Aller au contenu

Page:Sterne - Œuvres complètes, t1-2, 1803, Bastien.djvu/229

La bibliothèque libre.
Le texte de cette page a été corrigé et est conforme au fac-similé.

Or, est-il, que le califourchon que montoit mon oncle, étoit, selon moi, plus qu’un autre, digne d’être décrit à cause de sa singularité. — On auroit effectivement pu aller d’Yorck à Douvres, de Douvres à Penzance, et de Penzance encore une fois à Yorck, sans rencontrer son pareil sur la route ; et si par hasard on en eût aperçu quelqu’un qui eût seulement de son air, il auroit fallu S’arrêter pour le contempler, quelque pressé qu’on eût été. — Sa démarche, sa figure étoient si singulières, si extraordinaires, il ressembloit si peu dans son espèce à quelqu’autre espèce que ce soit, qu’on auroit aisément douté de ce que c’étoit.

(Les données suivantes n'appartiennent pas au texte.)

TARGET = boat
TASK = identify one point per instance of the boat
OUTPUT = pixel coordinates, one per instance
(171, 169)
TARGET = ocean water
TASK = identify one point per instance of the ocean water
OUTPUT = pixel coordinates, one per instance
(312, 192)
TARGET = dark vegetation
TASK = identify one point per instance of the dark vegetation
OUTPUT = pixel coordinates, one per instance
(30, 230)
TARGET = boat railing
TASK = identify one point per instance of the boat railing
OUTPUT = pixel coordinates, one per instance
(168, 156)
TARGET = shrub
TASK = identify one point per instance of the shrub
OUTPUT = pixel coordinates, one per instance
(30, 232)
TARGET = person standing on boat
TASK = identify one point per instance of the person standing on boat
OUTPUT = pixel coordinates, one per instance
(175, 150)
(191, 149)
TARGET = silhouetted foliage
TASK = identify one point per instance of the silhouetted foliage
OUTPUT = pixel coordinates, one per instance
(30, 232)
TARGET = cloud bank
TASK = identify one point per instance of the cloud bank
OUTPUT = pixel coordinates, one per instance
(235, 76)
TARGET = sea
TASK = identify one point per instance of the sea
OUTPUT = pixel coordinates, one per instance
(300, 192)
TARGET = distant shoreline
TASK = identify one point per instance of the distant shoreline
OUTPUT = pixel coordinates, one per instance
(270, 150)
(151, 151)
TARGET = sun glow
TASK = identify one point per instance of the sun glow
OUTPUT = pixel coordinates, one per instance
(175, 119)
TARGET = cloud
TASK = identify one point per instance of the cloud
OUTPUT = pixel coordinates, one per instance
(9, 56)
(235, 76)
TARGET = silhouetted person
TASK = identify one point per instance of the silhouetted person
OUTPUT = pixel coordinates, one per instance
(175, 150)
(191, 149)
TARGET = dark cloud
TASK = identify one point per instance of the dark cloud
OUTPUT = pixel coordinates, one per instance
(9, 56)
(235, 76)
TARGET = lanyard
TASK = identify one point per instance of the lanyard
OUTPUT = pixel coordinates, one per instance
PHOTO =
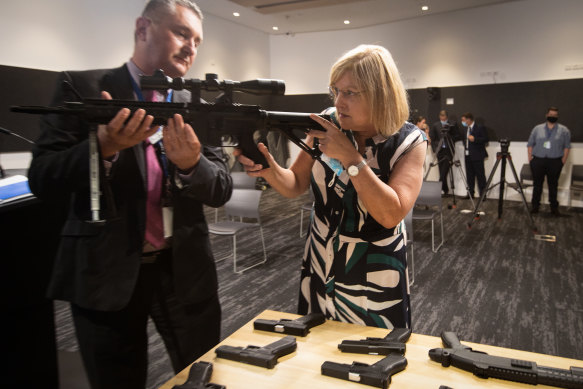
(157, 143)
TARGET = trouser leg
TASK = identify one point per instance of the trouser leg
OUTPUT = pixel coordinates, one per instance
(480, 175)
(553, 173)
(188, 330)
(538, 170)
(444, 162)
(114, 345)
(470, 175)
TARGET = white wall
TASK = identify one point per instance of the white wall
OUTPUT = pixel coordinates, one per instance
(67, 34)
(530, 40)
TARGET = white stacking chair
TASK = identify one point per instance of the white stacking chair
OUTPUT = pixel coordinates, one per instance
(244, 206)
(428, 206)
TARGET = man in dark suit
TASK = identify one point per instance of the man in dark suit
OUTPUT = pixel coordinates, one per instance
(118, 273)
(475, 139)
(444, 134)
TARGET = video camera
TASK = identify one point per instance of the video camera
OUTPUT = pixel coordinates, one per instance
(445, 127)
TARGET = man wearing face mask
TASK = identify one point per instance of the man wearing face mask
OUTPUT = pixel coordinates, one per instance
(548, 149)
(475, 140)
(445, 154)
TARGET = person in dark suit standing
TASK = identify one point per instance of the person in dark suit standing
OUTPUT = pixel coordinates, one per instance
(475, 139)
(439, 133)
(152, 256)
(548, 147)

Mais, à la mode de ce philosophe qui, pour renverser le système de ce fou de Zénon d’Élée, qui nioit qu’il y eût du mouvement, ne fit que marcher devant lui, mon oncle Tobie, pour prouver que son califourchon étoit réellement un califourchon, ne se servoit d’autre argument que de monter dessus et de le faire courir. — Il laissoit aux passans à décider le point en question.

Mon oncle Tobie le montoit avec tant de plaisir..... Il portoit si bien mon oncle Tobie, qu’il s’inquiétoit fort peu de ce que le monde disoit et pensoit de lui à ce sujet.